UniEval: Unified Holistic Evaluation for Unified Multimodal Understanding and Generation

UniEval is the first evaluation framework designed for unified multimodal models, including a holistic benchmark UniBench and the UniScore metric.

🐙 GitHub Page 🤗 UniBench 📄 arXiv

💡 Introduction

The emergence of unified multimodal understanding and generation models is rapidly attracting attention due to their ability to enhance instruction-following capabilities while minimizing model redundancy. However, there is a notable lack of a unified evaluation framework for these models, which would enable a streamlined and comprehensive evaluation process. Current evaluation methods rely on multiple task-specific benchmarks, leading to significant limitations, such as: lack of overall results; errors from extra evaluation models; reliance on extensive labeled images; lack of diversity and difficulty; inadequate metrics to evaluate instruction-following. To address these challenges, we introduce UniEval, the first evaluation framework designed specifically for unified multimodal models without the need for extra models, images, or annotations. This framework facilitates a simplified and overall evaluation process. Experimental results demonstrate that UniBench presents a greater challenge than current benchmarks, and UniScore offers enhanced evaluation accuracy. We conducted extensive evaluations on SoTA unified and generative models, uncovering new insights into the unique advantages of UniEval. The key components of this code include:

UniEval: An overall framework to evaluate unified models without extra models and labeled images.
UniBench: A holistic benchmark that supports both unified and visual generation models, featuring 81 fine-grained tags to ensure high diversity.
UniScore: A metric that aligns closely with human evaluations beyond existing metrics.

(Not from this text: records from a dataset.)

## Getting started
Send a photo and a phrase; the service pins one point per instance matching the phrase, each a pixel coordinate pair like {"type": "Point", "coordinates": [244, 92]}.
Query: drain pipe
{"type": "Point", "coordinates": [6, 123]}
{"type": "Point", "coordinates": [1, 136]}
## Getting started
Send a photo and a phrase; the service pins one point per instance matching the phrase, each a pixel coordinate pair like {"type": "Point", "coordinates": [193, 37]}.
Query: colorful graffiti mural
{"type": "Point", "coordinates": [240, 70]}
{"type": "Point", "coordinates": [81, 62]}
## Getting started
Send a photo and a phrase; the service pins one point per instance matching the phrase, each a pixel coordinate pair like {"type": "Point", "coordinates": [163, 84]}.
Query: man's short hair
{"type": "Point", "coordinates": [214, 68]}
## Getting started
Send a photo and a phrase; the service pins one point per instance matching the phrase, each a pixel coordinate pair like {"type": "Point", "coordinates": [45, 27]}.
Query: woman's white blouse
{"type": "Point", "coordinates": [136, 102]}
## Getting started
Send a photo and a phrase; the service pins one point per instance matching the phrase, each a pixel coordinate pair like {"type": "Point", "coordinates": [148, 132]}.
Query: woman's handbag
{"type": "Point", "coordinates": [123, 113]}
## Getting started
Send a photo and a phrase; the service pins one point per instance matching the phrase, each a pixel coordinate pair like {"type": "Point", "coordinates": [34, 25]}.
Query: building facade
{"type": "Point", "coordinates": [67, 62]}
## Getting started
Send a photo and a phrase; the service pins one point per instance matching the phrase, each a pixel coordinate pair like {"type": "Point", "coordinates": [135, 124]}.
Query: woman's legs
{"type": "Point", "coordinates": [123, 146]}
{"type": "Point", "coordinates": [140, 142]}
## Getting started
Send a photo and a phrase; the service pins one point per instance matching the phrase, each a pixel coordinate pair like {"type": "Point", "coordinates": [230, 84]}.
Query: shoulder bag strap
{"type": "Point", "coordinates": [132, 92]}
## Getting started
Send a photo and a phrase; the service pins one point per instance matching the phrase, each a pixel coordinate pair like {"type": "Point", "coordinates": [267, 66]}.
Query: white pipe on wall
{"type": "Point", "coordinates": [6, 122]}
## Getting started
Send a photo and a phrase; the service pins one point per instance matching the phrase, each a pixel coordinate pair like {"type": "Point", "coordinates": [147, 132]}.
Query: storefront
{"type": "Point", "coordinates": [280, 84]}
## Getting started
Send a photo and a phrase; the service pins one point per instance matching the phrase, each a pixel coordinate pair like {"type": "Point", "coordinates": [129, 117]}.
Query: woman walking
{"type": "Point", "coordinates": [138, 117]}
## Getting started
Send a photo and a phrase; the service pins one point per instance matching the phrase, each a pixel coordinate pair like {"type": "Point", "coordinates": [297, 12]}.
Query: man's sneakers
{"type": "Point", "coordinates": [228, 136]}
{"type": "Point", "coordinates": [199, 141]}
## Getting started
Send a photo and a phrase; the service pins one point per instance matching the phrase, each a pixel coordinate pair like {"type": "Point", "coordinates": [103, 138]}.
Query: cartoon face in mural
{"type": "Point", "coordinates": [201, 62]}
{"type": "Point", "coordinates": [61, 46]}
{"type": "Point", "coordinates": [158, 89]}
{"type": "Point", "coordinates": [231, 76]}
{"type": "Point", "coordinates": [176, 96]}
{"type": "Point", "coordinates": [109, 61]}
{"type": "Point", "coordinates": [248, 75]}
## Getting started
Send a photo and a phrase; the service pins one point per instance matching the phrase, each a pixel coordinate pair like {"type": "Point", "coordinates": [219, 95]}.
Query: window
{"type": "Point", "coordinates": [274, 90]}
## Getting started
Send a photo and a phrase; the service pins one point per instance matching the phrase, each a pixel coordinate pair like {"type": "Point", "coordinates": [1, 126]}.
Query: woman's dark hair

Overview of UniEval. (a). The proposed UniEval unifies the evaluation of both the multimodal understanding and generation, eliminating limitations due to extra models, labeled images, and the lack of overall results. (b). The proposed UniBench is a holistic and challenging benchmark, with the UniScore metric aligning well with humans.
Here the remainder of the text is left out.